Step 2: Continue looking straight ahead, activating your core, and holding that neutral back throughout the entire motion. Bend at the knees and slightly at the hips, ensuring that your knees remain in line with your toes.
Step 3- Bottom Position: Continue bending your knees until your thighs are parallel to the floor.
Step 4: Push through your heels and extend your legs to return to a neutral standing position.
What it Looks Like
Key points to remember during your squat:
Shoulders/Head Up & Back
Knees Behind Toes
Correcting Your Squat Form
Performing a proper squat can be difficult. If you’re not sure of your form, I recommend performing your squat in a mirror and checking out your form. If you have trouble holding proper form, whether that means sticking out your butt, coming up on your toes, bending too far forward there are a few things I would recommend to anyone who is having trouble.
Hold on To Something While Squatting
I know it sounds so basic. But just holding onto something is a great way to practice the correct squatting motion. Below are some pictures of this simple practice using the side of a squatting rack- this would really work with any sturdy piece of equipment.
One of the most important parts of a squat is that strong core. You need those strong core muscles to help you through this motion. A strong core will also allow you to hold the proper positioning while squatting, and will keep you balanced and braced throughout the exercise to avoid injuries.

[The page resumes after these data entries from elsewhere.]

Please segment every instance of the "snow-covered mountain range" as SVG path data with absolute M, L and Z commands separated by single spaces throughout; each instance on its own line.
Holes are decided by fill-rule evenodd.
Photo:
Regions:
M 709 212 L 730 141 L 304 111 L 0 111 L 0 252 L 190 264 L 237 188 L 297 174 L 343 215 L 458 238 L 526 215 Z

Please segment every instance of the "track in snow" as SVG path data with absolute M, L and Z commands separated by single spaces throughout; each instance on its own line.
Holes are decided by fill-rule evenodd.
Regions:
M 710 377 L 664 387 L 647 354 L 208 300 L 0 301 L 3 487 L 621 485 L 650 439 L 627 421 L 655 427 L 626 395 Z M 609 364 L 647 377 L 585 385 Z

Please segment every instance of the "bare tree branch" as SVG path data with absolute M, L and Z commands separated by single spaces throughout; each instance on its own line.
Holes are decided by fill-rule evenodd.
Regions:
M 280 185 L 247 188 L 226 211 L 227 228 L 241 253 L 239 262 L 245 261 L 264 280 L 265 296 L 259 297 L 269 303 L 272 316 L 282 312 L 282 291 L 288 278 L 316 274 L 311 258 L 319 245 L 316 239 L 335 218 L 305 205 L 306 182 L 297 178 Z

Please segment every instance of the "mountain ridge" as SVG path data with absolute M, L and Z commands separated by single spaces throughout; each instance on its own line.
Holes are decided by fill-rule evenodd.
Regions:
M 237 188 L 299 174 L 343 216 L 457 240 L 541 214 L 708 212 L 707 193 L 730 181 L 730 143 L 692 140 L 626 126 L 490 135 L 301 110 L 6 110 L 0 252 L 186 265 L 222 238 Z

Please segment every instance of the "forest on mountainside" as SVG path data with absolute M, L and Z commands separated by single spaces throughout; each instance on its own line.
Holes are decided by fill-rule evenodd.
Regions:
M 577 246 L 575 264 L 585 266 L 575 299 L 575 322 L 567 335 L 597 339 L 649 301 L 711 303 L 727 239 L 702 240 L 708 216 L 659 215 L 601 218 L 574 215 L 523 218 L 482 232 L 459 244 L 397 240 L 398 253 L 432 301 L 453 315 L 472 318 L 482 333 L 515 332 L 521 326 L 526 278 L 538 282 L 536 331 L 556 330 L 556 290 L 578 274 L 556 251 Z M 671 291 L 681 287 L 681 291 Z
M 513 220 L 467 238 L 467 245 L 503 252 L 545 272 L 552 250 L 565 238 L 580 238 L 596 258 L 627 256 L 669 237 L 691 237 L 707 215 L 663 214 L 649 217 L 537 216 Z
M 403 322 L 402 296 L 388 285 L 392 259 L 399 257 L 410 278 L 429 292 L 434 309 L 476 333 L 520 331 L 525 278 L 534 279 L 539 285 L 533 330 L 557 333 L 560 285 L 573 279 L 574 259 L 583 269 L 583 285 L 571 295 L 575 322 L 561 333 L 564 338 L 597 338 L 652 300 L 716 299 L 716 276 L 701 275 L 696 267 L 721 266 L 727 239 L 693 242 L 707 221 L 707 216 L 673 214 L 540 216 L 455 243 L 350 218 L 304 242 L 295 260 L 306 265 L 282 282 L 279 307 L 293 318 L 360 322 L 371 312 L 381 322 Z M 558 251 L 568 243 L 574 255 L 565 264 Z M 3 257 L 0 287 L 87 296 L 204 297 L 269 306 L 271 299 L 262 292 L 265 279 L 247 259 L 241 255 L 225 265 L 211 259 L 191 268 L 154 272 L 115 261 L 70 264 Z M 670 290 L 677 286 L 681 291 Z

For a few core strengthening routines please check out: 8 Exercises for Rock Hard Abs, or Build Your Own Core Routine.
Finally, if you’re having trouble correcting your improper squat form, it is very likely you have tight or overactive muscles. Whether it’s your calves, hamstrings, hip flexors, or even lats- there are all kind of muscles which may be affecting your squat form.
Luckily tight muscles are usually a simple fix. Practice foam rolling or stretching on your problem spots to keep your muscles loose and happy, and at their optimal length for performance.
Don’t forget, if you’re going to be doing static stretching just don’t do it before your workout, as some studies have shown it can inhibit your performance for up to 10 minutes after static stretching.